24 D’Andre Swift, Georgia
Swift lived up to his name in 2018 as one of the most explosive, versatile backs in college football. The fleet-footed, multi-tool back used his speed and agility to put up 1,346 yards from scrimmage, including 297 receiving yards off 32 receptions. He had a slow start to the season but showed what he’s capable of in Georgia’s four-game stretch against LSU, Florida, Kentucky and Auburn, rushing for 518 yards and four touchdowns on 9.1 yards per carry. Swift didn’t have the best finish to the season against Texas, but count on him to use that as extra motivation in 2019.

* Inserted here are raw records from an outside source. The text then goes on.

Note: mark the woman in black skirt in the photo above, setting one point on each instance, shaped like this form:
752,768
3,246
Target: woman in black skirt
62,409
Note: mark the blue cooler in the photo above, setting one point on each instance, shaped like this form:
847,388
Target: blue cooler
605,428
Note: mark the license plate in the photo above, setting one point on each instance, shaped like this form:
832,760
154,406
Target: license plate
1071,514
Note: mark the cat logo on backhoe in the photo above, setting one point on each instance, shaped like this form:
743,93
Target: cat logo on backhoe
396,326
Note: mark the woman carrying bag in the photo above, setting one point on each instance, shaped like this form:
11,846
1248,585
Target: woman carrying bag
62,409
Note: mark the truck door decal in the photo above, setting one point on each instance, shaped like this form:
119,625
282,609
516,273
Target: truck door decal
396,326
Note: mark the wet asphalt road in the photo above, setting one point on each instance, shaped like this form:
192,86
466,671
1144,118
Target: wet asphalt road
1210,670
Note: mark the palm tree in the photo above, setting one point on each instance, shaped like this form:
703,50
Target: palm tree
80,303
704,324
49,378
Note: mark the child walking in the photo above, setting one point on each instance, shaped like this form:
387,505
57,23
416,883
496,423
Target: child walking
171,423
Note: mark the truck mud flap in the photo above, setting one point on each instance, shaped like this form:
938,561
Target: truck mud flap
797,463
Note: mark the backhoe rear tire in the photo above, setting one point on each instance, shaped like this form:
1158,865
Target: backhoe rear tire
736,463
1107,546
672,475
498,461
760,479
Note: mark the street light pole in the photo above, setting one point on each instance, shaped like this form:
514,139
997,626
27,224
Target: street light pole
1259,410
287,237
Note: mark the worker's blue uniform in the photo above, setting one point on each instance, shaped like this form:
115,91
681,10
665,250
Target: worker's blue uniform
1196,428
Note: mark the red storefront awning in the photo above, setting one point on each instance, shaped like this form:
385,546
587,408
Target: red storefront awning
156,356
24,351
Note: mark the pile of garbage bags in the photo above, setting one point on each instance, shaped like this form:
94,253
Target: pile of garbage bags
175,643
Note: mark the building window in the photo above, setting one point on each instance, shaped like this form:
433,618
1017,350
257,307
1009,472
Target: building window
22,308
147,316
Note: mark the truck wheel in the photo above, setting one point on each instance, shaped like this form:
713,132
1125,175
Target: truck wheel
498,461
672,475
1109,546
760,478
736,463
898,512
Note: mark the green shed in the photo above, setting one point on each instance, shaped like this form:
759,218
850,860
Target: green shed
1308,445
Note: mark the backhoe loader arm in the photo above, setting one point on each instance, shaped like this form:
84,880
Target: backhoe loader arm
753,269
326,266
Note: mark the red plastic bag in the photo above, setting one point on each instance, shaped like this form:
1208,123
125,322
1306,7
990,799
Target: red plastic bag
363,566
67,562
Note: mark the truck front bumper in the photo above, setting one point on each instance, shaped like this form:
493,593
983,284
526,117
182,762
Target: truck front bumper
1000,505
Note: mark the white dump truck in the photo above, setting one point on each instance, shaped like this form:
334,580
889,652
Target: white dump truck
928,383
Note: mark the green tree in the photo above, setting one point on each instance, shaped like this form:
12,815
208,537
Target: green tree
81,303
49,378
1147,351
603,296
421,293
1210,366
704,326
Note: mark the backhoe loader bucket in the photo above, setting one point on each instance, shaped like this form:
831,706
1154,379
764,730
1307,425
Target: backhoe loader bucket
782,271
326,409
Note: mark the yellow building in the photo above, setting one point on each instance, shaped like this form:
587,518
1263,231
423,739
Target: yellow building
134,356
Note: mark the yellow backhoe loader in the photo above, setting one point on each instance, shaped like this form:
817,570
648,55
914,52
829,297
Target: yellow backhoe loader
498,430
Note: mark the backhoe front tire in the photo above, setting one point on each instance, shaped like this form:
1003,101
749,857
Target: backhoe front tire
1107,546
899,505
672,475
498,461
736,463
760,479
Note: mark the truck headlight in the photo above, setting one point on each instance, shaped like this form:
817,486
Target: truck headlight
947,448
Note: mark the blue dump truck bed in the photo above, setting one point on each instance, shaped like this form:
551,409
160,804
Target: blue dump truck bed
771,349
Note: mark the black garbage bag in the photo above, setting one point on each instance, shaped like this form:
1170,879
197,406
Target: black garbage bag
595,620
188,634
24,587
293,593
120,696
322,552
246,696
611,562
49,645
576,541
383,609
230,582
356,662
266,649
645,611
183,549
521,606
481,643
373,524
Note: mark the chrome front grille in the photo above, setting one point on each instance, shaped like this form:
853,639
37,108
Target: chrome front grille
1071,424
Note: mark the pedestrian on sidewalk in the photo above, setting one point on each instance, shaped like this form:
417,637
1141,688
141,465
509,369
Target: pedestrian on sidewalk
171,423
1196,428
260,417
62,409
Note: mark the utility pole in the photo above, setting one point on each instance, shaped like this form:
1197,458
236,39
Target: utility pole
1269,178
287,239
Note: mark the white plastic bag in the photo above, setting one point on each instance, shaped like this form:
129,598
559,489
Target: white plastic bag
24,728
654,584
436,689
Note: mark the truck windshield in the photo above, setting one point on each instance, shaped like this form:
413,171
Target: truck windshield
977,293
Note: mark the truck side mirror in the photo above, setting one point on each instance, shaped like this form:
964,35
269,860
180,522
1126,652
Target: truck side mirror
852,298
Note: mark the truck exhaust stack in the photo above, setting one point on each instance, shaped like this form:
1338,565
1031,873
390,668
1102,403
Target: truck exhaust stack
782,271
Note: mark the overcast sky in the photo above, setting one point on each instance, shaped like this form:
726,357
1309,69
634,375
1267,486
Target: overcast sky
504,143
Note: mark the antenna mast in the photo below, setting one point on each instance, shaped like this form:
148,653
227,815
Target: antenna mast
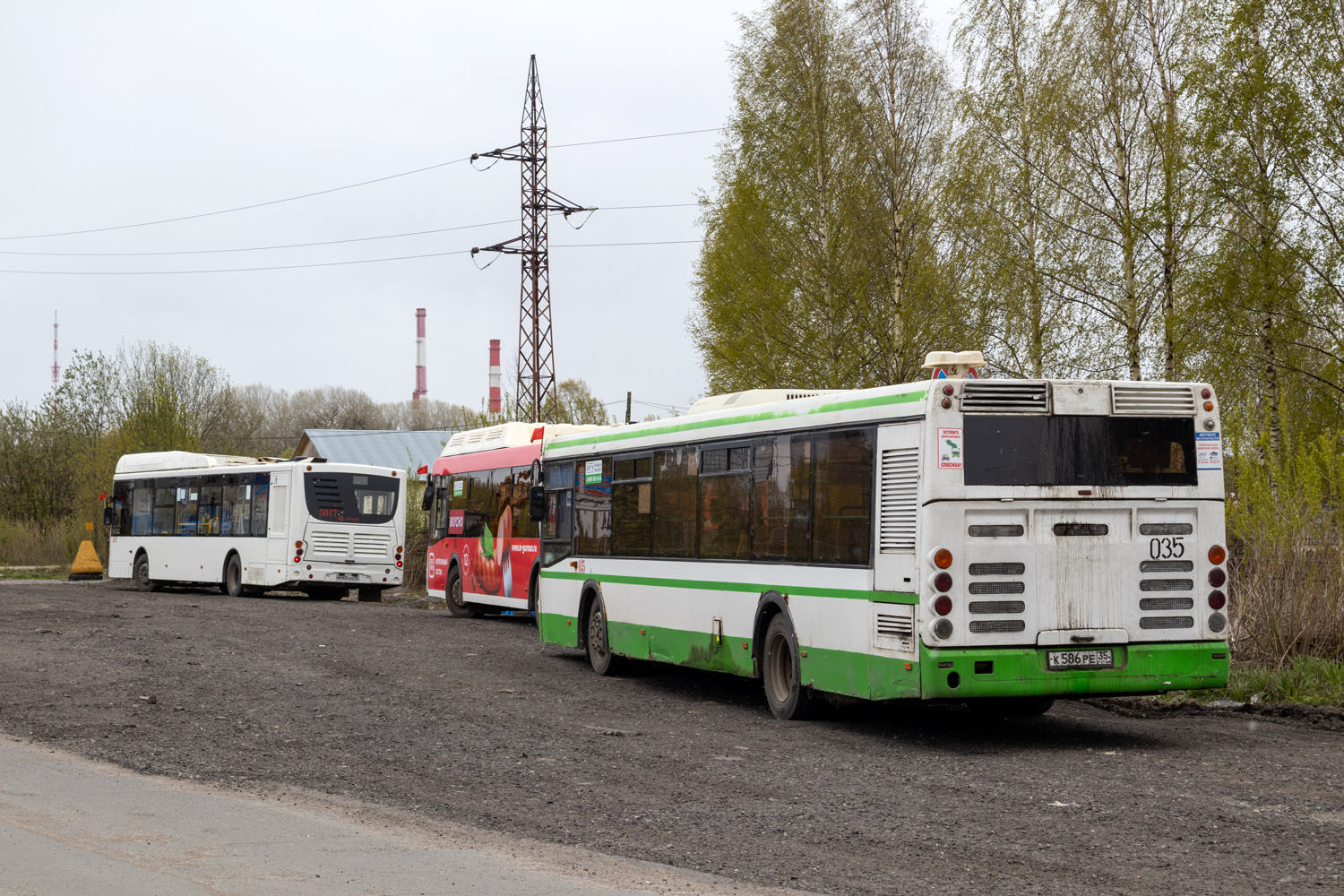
56,347
535,347
419,358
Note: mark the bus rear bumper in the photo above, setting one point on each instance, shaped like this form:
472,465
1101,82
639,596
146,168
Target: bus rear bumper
1023,672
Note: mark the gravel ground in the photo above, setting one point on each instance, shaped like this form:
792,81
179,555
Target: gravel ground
475,721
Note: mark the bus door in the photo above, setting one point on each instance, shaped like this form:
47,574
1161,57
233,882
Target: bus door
277,530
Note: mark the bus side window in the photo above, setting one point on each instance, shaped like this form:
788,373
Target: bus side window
121,500
142,508
211,498
261,501
593,508
841,521
166,506
674,503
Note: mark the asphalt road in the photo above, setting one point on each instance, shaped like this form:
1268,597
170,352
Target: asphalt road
475,721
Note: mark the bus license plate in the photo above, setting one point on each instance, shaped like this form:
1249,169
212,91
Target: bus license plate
1081,659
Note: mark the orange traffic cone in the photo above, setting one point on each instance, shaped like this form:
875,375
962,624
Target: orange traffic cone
86,564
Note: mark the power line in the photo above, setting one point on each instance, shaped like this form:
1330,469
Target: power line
324,242
332,190
357,261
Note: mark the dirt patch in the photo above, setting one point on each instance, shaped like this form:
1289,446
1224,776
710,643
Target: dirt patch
476,721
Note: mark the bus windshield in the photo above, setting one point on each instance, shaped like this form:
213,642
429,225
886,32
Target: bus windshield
1080,450
351,497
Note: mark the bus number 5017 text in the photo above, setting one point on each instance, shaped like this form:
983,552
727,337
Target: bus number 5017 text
1166,548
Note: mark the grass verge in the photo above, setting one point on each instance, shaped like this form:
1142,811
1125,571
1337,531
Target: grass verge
1306,680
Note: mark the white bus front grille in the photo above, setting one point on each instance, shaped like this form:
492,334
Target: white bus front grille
1008,397
335,543
368,544
1152,401
900,500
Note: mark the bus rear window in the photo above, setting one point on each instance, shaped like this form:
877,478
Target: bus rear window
1080,450
351,497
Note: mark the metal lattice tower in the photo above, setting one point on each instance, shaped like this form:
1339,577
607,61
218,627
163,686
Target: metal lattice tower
535,346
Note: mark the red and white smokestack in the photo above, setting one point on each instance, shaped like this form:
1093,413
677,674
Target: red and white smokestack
495,376
419,357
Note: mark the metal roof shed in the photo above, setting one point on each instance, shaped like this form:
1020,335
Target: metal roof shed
402,450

25 Travis Etienne, Clemson
There might not have been a more efficient back in college football last year than Etienne, who amassed 1,658 yards, a nation-leading 24 touchdowns and an absurd 8.1 yards per carry on only 204 rushes. He did that while sharing the backfield with four backs who had at least 60 rushes and a phenomenal quarterback in Trevor Lawrence. And considering the pervasive offensive talent the Tigers return in 2019, there’s no way opponents can afford to stack the box against Etienne.
26 Jonathan Taylor, Wisconsin
Was there ever any doubt that Taylor is the top back in the country? The rising junior not only crossed the 2,000-yard mark in 2018 — a feat he was only 23 yards away from achieving as a freshman — but he also rushed for 217 more yards than he did in 2017 (on just eight more carries!) despite defenses knowing he would get the ball.
Taylor is a powerful, north-south runner whose subtle moves can make defenders miss in the first and second level. Perhaps that’s why he improved his rushing yards (2,194), yards per carry (7.1) and touchdowns (16) as a sophomore. He should be No. 2 among Wisconsin’s all-time rushers after his junior campaign, behind only Ron Dayne. If he decides to stay for his senior year, he’ll have a chance to finish No. 1. But for now, there's no doubt he's No. 1 in college football.